One of the most iconic of wildlife native to the Finger Lakes region, the whitetail deer is as revered for its rustic beauty as it is reviled for its destructive feeding habits. Gardeners and landscapers alike wage a constant and often losing battle against the deer’s very survival instinct as they feed upon our landscape plantings. Methods utilized to limit deer browse damage range from scent and contact repellents to physical barriers and scare tactics, each with its own limitations or drawbacks. As a landscape contractor, I believe the best way to minimize browsing damage is by installing plants that deer simply just don’t like.
A Common Problem
When meeting a customer for the first time to discuss a landscape planting design, one of the first things I hear is: “We have a deer problem.” Invariably, one of the next criteria mentioned for their planting is: “And, we want it low maintenance.” Planting trees and shrubs that require repeated applications of malodorous potions or seasonal installation of barriers does not qualify as low maintenance by anyone’s standards. Even those of us that really enjoy gardening and the work it entails, soon tire of all this additional effort. Furthermore, the idea of landscape plantings is to beautify our surroundings. Have we really achieved anything aesthetically pleasing if there are barricades and fencing around shrubs six months a year, or if we have dangling bars of soap and shredded rags soaked in coyote urine hanging from tree branches?

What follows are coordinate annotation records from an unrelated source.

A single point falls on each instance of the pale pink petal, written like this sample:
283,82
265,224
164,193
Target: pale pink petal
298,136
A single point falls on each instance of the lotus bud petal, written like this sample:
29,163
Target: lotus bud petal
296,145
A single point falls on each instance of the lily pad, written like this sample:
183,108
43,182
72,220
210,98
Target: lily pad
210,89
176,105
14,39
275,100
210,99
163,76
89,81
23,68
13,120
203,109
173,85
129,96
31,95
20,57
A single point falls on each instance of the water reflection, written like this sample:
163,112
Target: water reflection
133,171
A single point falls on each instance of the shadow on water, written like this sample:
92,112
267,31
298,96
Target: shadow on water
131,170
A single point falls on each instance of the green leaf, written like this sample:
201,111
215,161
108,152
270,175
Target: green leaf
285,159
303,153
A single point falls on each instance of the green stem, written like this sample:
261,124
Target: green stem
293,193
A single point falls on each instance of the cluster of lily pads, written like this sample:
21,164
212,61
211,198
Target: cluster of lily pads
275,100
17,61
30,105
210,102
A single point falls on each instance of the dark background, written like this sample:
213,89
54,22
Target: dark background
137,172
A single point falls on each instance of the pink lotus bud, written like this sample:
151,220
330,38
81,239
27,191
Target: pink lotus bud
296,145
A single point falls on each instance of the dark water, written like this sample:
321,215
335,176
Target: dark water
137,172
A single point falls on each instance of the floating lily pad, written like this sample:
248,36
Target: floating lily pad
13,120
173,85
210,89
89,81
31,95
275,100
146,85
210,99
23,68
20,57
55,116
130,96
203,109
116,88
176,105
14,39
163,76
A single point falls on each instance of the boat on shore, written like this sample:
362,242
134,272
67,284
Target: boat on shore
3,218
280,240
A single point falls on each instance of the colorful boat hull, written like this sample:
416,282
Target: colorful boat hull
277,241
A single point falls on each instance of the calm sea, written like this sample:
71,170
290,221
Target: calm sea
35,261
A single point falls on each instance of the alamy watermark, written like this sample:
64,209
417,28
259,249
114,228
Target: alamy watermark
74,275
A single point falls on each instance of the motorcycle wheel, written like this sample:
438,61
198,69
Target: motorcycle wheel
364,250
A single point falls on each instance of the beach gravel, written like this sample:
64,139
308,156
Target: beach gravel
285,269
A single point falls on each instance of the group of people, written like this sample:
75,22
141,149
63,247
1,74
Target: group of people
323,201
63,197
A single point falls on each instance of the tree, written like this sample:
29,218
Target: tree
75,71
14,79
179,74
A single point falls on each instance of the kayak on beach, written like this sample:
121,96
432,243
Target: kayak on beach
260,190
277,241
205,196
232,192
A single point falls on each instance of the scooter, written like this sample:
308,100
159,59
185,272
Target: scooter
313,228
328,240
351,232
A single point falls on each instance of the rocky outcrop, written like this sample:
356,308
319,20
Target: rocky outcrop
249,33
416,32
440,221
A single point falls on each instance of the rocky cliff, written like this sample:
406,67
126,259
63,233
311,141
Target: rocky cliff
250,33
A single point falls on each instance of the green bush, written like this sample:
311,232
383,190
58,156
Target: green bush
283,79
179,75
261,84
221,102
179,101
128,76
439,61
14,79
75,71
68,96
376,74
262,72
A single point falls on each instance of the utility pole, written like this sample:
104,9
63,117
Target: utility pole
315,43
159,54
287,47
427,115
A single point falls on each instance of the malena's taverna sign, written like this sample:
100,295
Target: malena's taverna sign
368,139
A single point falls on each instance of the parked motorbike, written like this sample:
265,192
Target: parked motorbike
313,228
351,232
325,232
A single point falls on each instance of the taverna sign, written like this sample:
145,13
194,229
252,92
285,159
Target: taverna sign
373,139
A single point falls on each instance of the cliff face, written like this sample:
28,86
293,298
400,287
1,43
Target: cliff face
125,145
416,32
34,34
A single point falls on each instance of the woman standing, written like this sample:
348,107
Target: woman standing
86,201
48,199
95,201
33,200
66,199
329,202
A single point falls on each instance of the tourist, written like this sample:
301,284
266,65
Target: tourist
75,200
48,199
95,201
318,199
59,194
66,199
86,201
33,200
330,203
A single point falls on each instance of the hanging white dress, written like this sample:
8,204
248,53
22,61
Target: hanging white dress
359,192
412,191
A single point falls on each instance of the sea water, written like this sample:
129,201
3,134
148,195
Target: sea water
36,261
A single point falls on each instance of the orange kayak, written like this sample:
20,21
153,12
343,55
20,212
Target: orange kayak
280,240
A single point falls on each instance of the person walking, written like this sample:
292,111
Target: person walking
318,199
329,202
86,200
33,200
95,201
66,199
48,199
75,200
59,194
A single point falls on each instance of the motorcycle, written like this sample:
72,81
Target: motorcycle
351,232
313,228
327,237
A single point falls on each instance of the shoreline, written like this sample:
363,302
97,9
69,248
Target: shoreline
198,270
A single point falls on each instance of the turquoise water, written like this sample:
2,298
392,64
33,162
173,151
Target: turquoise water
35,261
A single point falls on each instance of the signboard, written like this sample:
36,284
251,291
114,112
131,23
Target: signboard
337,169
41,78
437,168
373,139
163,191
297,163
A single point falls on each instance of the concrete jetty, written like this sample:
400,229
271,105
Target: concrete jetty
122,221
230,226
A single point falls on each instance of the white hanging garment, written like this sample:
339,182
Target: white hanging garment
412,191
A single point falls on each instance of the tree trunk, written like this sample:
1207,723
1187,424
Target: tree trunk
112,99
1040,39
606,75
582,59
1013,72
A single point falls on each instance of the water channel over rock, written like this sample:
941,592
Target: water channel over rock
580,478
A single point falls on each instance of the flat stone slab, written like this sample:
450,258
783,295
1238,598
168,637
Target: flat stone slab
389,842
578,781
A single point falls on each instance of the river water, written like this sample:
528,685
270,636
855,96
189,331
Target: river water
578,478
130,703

I’m not suggesting that anyone abandon their existing landscape plantings or an heirloom plant from a dear (no pun intended) relative to the ravages of the resident deer population. These are the situations where the repellents and barriers serve the best purpose. But you will be saving quite a bit of effort, not to mention replacement costs, if newly installed plants are ones that deer do not find especially palatable. The list, on pages 14 and 15, of deer-resistant trees, shrubs and perrenials is compiled from my own experience at homes throughout the Finger Lakes area. These are species that have sustained very little or no damage, even when everything else around has been severely browsed. While no method of deer-proofing a landscape is entirely foolproof, these particular plants will assist you in developing and sustaining an attractive planting while allowing you once again to appreciate the natural beauty of the whitetail deer.